Every annotator has a type. Those annotators that share a type, can be used interchangeably, meaning you could use any of them when needed.

For example, when a token type annotator is required by another annotator, such as a sentiment analysis annotator, you can either provide a normalized token or a lemma, as both are of type token.

Necessary imports#

sparknlp.base will include general Spark NLP transformers and concepts, while sparknlp.annotator will include all annotators that we currently provide. We also need Spark ML pipelines.

>>> import sparknlp
>>> from sparknlp.base import *
>>> from sparknlp.annotator import *
>>> from pyspark.ml import Pipeline
>>> spark = sparknlp.start()

Constructing the Pipeline#

In this example a simple Tokenizer pipeline is constructed.

DocumentAssembler: Getting data in#

In order to get through the NLP process, we need to get raw data annotated. There is a special transformer that does this for us: the DocumentAssembler, it creates the first annotation of type Document which may be used by annotators down the road.

>>> documentAssembler = DocumentAssembler() \
...     .setInputCol("text") \
...     .setOutputCol("document")

Sentence detection and tokenization#

In this quick example, we now proceed to identify the sentences in the input document. SentenceDetector requires a Document annotation, which is provided by the DocumentAssembler output, and it’s itself a Document type token. The Tokenizer requires a Document annotation type. That means it works both with DocumentAssembler or SentenceDetector output. In the following example we use the sentence output.

>>> sentenceDetector = SentenceDetector() \
...     .setInputCols(["document"]) \
...     .setOutputCol("sentence")
>>> regexTokenizer = Tokenizer() \
...     .setInputCols(["sentence"]) \
...     .setOutputCol("token")

Finisher: Getting data out#

At the end of each pipeline or any stage that was done by Spark NLP, you may want to get results out whether onto another pipeline or simply write them on disk.
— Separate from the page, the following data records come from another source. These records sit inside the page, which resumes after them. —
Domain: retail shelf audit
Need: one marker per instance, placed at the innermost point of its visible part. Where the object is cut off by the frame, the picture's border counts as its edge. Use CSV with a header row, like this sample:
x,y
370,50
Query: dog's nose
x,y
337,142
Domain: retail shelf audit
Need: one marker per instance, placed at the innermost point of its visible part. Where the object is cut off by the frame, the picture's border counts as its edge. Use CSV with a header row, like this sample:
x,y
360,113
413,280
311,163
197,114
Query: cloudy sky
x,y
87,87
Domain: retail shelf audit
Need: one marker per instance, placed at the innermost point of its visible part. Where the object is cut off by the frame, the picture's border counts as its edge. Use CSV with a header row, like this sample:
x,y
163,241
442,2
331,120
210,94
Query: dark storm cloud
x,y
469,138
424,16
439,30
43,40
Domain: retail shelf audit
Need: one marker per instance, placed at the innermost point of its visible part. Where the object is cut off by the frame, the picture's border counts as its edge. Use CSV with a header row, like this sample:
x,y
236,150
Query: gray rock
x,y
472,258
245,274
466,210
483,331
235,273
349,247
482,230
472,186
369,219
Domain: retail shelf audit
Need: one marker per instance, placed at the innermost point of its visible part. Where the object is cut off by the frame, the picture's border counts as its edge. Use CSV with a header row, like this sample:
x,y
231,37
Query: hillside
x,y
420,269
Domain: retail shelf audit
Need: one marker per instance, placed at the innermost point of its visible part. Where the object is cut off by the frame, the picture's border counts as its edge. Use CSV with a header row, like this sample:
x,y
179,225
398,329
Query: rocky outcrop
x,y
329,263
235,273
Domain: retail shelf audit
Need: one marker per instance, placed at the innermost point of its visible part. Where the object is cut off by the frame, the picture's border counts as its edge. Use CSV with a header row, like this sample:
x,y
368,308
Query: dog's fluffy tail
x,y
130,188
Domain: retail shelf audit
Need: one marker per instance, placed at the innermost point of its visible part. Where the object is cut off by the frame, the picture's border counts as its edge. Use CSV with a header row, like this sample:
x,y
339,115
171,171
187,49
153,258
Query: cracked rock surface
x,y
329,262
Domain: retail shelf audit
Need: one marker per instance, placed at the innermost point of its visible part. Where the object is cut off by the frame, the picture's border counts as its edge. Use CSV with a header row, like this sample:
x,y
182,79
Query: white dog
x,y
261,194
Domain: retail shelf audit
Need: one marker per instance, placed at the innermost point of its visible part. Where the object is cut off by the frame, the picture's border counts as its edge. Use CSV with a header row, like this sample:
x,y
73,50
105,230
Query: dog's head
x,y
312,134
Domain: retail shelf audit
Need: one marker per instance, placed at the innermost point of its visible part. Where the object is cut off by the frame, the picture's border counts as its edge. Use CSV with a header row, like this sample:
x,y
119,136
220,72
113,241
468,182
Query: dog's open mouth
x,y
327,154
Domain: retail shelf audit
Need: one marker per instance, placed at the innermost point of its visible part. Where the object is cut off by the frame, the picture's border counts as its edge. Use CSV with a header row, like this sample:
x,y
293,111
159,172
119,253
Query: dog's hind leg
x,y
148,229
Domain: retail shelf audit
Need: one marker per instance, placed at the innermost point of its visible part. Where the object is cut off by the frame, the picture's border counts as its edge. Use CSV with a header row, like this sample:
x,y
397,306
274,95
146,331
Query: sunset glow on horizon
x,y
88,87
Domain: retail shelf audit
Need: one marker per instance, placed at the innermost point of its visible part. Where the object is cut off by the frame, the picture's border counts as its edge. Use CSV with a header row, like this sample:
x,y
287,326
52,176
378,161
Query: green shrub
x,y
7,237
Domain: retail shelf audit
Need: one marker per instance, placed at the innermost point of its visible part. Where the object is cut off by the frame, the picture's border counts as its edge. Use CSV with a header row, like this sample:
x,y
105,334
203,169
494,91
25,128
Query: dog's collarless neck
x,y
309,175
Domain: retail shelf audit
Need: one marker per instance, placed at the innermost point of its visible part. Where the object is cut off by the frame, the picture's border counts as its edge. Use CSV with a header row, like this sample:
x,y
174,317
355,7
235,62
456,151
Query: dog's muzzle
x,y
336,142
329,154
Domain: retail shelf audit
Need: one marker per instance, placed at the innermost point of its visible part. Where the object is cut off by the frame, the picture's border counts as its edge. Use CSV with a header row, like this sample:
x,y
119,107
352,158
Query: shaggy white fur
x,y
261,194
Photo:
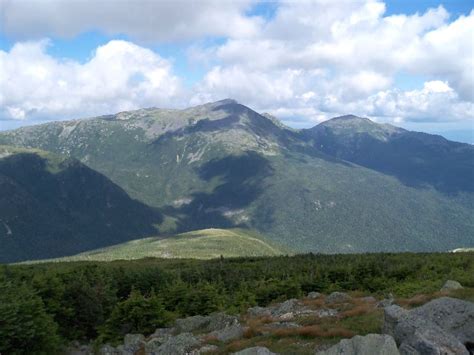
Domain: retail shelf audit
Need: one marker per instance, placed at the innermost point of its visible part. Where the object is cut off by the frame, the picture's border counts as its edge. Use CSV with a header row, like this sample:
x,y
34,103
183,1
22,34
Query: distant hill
x,y
346,185
202,244
51,206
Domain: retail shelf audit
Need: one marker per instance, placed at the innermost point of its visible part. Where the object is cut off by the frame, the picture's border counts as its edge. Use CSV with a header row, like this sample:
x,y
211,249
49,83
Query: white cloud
x,y
120,76
141,19
322,58
313,60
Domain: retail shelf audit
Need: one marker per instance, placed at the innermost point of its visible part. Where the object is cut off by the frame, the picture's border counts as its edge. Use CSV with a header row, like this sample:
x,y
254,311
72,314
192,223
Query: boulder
x,y
257,350
108,350
229,333
392,316
259,311
442,326
180,344
289,306
133,342
338,297
450,314
363,345
421,336
218,321
314,295
190,324
162,335
451,285
204,349
369,299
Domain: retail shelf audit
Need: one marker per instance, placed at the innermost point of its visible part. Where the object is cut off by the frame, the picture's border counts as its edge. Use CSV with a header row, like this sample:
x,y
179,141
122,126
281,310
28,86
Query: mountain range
x,y
346,185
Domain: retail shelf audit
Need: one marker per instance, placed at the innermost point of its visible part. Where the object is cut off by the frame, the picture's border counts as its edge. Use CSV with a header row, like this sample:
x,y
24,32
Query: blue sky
x,y
303,62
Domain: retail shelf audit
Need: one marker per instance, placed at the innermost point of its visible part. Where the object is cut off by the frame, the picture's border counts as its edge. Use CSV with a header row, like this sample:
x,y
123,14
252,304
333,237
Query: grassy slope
x,y
201,244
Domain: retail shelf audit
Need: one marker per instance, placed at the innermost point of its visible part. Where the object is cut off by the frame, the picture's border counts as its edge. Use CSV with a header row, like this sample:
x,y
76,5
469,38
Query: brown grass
x,y
358,310
314,331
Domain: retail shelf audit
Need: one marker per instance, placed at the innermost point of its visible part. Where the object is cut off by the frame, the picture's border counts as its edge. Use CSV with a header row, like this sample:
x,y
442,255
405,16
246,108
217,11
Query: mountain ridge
x,y
223,165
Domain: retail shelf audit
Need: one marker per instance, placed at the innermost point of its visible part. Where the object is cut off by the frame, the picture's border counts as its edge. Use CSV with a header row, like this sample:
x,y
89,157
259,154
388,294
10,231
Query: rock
x,y
259,311
451,285
392,316
420,336
229,333
218,321
180,344
314,295
338,297
133,342
363,345
289,306
108,350
152,346
368,299
162,335
286,317
257,350
205,349
442,326
450,314
190,324
385,303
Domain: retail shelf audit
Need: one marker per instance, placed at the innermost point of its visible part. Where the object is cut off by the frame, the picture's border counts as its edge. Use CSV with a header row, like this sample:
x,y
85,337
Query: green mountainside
x,y
201,244
51,206
347,185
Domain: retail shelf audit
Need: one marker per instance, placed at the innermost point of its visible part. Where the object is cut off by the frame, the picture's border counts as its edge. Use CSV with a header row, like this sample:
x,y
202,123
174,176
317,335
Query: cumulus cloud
x,y
311,61
141,19
322,58
119,76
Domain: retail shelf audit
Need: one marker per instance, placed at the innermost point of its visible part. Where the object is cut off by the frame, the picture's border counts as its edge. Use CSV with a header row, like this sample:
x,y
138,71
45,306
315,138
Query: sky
x,y
408,63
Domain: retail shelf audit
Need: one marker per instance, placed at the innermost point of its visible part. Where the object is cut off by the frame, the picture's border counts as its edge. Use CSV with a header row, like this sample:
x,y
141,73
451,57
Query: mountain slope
x,y
51,206
201,244
223,165
417,159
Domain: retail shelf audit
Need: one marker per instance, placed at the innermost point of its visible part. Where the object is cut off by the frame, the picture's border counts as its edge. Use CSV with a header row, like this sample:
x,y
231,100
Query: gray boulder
x,y
133,342
259,311
369,299
180,344
441,326
228,333
314,295
218,321
162,335
204,349
108,350
451,285
392,316
288,307
364,345
190,324
452,315
257,350
338,297
420,336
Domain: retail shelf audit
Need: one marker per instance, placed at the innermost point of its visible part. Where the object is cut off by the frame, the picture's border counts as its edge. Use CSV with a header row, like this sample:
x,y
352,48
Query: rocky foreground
x,y
313,325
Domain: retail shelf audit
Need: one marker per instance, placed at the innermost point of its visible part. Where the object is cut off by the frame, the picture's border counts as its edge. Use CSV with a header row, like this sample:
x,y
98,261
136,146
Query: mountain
x,y
346,185
51,206
201,244
417,159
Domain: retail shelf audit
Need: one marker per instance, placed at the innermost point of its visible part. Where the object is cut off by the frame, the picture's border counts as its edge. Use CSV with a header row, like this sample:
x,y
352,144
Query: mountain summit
x,y
346,185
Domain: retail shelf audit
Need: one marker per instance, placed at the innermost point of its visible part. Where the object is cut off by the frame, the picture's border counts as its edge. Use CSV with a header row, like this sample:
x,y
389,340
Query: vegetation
x,y
349,185
86,300
202,244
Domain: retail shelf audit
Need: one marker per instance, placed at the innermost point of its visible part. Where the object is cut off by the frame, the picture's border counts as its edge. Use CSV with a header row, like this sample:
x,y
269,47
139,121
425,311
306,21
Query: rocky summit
x,y
346,185
442,326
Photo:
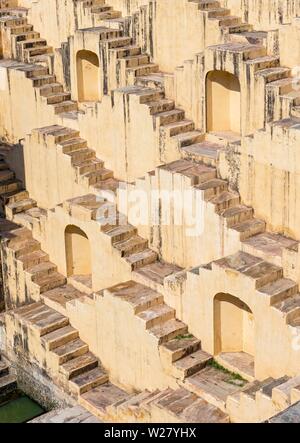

The Finisher annotator helps you to clean the metadata (if it’s set to true) and output the results into an array:

>>> finisher = Finisher() \
...     .setInputCols(["token"]) \
...     .setIncludeMetadata(True)

Putting it all together as a Spark ML Pipeline#

Now we want to put all this together and retrieve the results, we use a Pipeline for this. We use the same data in fit() that we will use in transform since none of the pipeline stages have a training stage.

>>> pipeline = Pipeline().setStages([
...     documentAssembler,
...     sentenceDetector,
...     regexTokenizer,
...     finisher
... ])
>>> data = spark.createDataFrame([["We are very happy about Spark NLP"]]).toDF("text")
>>> pipeline.fit(data).transform(data).select("finished_token").show(truncate=False)
+-----------------------------------------+
|finished_token                           |
+-----------------------------------------+
|[We, are, very, happy, about, Spark, NLP]|
+-----------------------------------------+